EDITORIAL: According to Federal Finance Minister Muhammad Aurangzeb, the country has embarked on a fundamental shift from reactive policymaking to a forward-looking one: a reform-driven approach to strengthen the economy, restore investor confidence and come up with modalities for sustainable growth.
There is abundant historical evidence that nearly all the country’s economic managers — be they economists, bankers or accountants — dealt with the periodic boom-bust cycles by seeking International Monetary Fund (IMF) programme lending.
Pakistan is currently on the twenty fourth programme, followed by adherence to the agreed politically challenging reforms (unless the Fund threatened suspension) till the balance of payment position improved and then abandon the programme, followed by a reversal of all the reforms.
Past IMF programme loan designs have changed little (in spite of seismic changes as the world moved from uni-polarity to multi-polarity) though as the Pakistan economy became more fragile the conditions are harsher and more upfront than previous programmes; and the incumbent finance minister has agreed to and is implementing the conditions of the ongoing programme loan.
One would have hoped that he had proposed in-house out of the box project design changes that included: (i) the delinking of the discount rate with the objective of controlling inflation as the major borrower of commercial banks is the government (and not the private sector) with the loans used to fund current expenditure that accounts for over 93 to 95 percent of the annual budgetary outlay — a highly inflationary policy; one would urge the finance minister to slash current expenditure by at least two trillion rupees for two years that would require sacrifices from the elite; (ii) the containment of current expenditure this year is on the back of the expectation that the discount rate would be lower than the current 11 percent in spite of the fact that all Fund press releases urge the necessity of “maintaining an appropriately tight and data dependent monetary policy”.

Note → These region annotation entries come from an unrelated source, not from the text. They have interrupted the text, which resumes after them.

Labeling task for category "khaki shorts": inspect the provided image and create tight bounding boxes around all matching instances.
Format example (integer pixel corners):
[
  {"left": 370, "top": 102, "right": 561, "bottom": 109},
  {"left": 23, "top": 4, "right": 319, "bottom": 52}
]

In this context, it is relevant to note that the Finance Minister during a recent parliamentary committee meeting did raise the distinct possibility of a decline in the discount rate by the end of the calendar year; (iii) the focus on raising total revenue rather than structural changes in the tax system, given that 75 to 80 percent of all taxes are indirect in this country whose incidence on the poor is greater than on the rich, which is contributing to inflation.
The gains in the stock market are cited as indicative of the restoration of investor confidence; however, October Monthly Update and Outlook, released by the Finance Division noted a decline of 64.5 percent in total foreign investment — 55.5 percent accounted for by a decline in direct foreign investment and the rest by portfolio investment in spite of the high discount rate in Pakistan compared to regional competitors.
Growth for last fiscal year was higher than originally estimated — 3 percent instead of 2.6 percent — and it was sourced mainly to the services sector (largely comprising wholesale and retail trade or non-productive sectors); while large-scale manufacturing sector’s (LSM’s) growth was on the back of a decline in inventories and in three sub-sectors not likely to be sustained — automobile sales rose due to additional taxes (including the climate tax), the cement exports to Afghanistan (which are likely to taper off this year due to the stalled talks) and food (due to the supply disruption of perishables due to floods).
To conclude, the gains to-date are mostly debt-driven and one would hope that the Finance Minister can convince Fund staff to correct design flaw policies, which would ensure that they are sustained.